Taiwan's Central Intelligence Agency released more than 13 million pages of declassified documents to the public and put them on the Internet for use by readers and researchers around the world, China time electronic news reported on January 19, citing British media. In fact, these all inclusive declassified files were authorized by former President Clinton in 1995 and officially released in 2000, but in the past, they were limited to the National Archives in Maryland The use and inquiry of computers, as well as the strict restrictions on the scope of publication and use of scholars and journalists, will enable the academic community and the public to have a further "understanding" of the world in the last century.
The 800000 CIA documents include UFO witness reports, former Secretary of State Henry Kissinger's research reports, many military reports during the Korean War and Vietnam War, as well as the intelligence spy exchanges between the two powers of the United States and the Soviet Union in Europe during the cold war. The overall report of the famous "operation gold" is in these files. "These files represent all the history of the CIA, good and bad, here," said Heather Fritz horniak, a spokesman for the CIA, who made the documents available online. "

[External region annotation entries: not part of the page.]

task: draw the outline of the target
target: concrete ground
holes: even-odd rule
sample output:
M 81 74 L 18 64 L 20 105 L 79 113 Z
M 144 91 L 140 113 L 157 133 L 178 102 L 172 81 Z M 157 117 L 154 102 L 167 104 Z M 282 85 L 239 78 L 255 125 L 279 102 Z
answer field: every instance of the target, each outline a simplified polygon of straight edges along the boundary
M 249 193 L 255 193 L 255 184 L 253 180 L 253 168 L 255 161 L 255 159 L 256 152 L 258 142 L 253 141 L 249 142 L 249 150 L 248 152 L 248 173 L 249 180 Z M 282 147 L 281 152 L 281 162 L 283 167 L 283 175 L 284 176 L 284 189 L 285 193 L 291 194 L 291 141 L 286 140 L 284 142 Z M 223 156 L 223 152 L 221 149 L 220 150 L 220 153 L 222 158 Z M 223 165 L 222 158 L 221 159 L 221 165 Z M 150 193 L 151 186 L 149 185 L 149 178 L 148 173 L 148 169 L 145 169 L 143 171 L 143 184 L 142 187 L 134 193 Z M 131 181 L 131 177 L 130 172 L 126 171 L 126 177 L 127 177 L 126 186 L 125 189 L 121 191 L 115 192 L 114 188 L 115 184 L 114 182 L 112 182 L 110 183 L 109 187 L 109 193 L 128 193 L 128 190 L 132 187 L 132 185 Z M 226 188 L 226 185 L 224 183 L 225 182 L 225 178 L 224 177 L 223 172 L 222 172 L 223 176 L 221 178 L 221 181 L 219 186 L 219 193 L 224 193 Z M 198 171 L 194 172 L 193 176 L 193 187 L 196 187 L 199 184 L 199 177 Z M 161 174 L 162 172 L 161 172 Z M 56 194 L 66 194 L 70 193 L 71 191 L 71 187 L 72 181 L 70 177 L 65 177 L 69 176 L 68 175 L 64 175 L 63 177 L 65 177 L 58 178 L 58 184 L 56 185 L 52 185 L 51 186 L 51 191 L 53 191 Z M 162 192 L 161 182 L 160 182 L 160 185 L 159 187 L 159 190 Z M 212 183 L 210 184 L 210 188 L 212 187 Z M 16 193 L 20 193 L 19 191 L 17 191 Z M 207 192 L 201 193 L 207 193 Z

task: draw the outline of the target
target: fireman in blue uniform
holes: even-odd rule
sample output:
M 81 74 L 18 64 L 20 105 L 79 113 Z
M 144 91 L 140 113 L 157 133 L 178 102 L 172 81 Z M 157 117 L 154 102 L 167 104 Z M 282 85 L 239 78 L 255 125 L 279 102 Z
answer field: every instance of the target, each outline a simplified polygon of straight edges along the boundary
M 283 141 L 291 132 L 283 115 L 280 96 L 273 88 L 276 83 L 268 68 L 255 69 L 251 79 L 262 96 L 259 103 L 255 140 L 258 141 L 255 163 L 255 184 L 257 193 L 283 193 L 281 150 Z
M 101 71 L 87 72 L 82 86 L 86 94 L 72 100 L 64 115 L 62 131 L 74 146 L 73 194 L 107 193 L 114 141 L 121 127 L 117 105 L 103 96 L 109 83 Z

As early as 2014, when the documents were not publicly available on the Internet, there was a free journalist organization, muckrock. According to the freedom of Information Act, the CIA was required to fully open the archives and allow the outside world to use and publish them, which was rejected by the authorities. However, despite the fact that the CIA, known as the "whole history" spread in the eyes of the outside world, is still classified as the top secret, or the archives that may endanger national security remain out of the sun and cannot be read. But with the release of the treasure house, it may be able to solve more unknown mysteries for the academic community and the public.